We upgraded to Adobe Writer 2017 DC solved the issue. New version has an option to save to OneDrive and SharePoint Online directly.

NJEFA-McurtisCorrect answer
New Participant
July 27, 2018

Hello,

I installed Acrobat DC Pro 2018 and from inside SharePoint document library the only option for PDF files is to open in browser.

christianc39491748
New Participant
August 18, 2016

I am using harmonie. Plugin sharepoint viwer in outlook.

I have installed acrobat reader DC on several pc, and in just half of them the check in funksjon is working.

I have set the pdf reader to be deafult, and for some pc the 365login starts when I opened å dokument in the sharepoint plugin that was chekt in.

On half of the computer it just open the file.

It is very efektiv to edit dokument in the sharepoint plugin when it is possible check ut the dokument an edit in acrobat read and save it back in sharepoint.

I am jusing win 10 and office 3658 2016 and sharepoint online.

AadeshSingh
Community Manager
Community Manager
December 2, 2015

Hi Perry.Fiscus,

This is supposed to an issue at Microsoft's end, I will recommend you to consult the support team on Microsoft to get the updates.

As a workaround if you have an internal service you can create a temporary directly to create the links for one time use.

Regards,
Aadesh

New Participant
February 23, 2016

AadeshSingh‌,

Are you sure this is a Microsoft issue?  Some of us have been struggling with this issue for far too long now.  Adobe apparently wants everyone to work directly from Acrobat, but that's just not how 99% of people work.  We browse to SharePoint using a web browser and click on the linked documents to open them up.  Any Office applications are conscious of the fact that this document came from a SharePoint link and when a user click Save, the document will be saved to the same location it was opened from.  For some reason, Adobe Acrobat downloads the file to a local temp directory (forgetting altogether that it came from SharePoint) and when the user hits Save after making their changes, they close the document thinking everything is great.  In reality, they've only saved the change to a temporary folder that will ultimately clean itself out.  This is such an outrageous fail.  I can't believe Adobe hasn't addressed this issue.

At the very least, it'd be nice if Acrobat could provide some sort of warning that the user is saving to a temporary directory when they choose Save since it's quite unlikely that anyone would ever want to do that anyway.  Allow users to disable that warning perhaps, but Adobe needs to take responsibility for the fact that they're really misleading the user into thinking the changes are being saved back up to SharePoint when in fact that is not the case.

Again, how certain are you that this is a Microsoft issue?

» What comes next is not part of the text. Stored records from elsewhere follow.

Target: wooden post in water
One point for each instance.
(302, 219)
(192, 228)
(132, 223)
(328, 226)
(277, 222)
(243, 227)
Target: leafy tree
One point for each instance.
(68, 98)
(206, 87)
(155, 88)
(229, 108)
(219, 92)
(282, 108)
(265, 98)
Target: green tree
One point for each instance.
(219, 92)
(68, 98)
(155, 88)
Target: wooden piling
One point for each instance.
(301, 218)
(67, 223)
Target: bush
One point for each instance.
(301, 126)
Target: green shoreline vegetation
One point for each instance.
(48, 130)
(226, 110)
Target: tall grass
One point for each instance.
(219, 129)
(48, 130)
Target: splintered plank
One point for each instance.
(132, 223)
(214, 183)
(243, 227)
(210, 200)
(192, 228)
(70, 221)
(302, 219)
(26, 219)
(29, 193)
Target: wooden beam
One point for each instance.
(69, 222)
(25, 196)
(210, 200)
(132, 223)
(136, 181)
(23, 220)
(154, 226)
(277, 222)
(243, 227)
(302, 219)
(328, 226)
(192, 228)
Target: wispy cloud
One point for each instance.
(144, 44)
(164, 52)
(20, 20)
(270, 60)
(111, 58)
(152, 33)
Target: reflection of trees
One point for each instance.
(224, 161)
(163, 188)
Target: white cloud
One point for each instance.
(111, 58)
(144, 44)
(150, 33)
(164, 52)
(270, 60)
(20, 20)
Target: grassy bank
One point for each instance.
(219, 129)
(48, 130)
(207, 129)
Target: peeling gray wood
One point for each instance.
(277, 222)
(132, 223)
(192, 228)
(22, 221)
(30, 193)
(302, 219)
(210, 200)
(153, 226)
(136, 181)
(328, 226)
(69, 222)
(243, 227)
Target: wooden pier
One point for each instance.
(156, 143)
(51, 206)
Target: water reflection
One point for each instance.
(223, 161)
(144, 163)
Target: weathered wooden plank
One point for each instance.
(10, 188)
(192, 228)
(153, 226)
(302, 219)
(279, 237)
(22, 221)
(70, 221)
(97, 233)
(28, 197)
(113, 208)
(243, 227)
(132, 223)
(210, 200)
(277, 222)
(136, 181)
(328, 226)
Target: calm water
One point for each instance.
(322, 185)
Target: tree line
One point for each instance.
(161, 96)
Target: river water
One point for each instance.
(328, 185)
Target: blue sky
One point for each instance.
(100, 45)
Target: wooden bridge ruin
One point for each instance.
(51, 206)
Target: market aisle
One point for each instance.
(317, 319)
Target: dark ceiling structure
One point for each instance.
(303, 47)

Perry.Fiscus‌ -- the "Acrobat SharePoint OpenDocuments Component" doesn't help matters at all.  I have it and it makes no difference in the case that I outlined above.  I'm really not sure what the point of it is.

New Participant
February 29, 2016

For anyone else experiencing this issue, it'd be nice if you took the chance to officially request the UI feature that I described above.

"At the very least, it'd be nice if Acrobat could provide some sort of warning that the user is saving to a temporary directory when they choose Save" since it's quite unlikely that anyone would ever want to do that anyway.  Allow users to disable that warning perhaps, but Adobe needs to take responsibility for the fact that they're really misleading the user into thinking the changes are being saved back up to SharePoint when in fact that is not the case."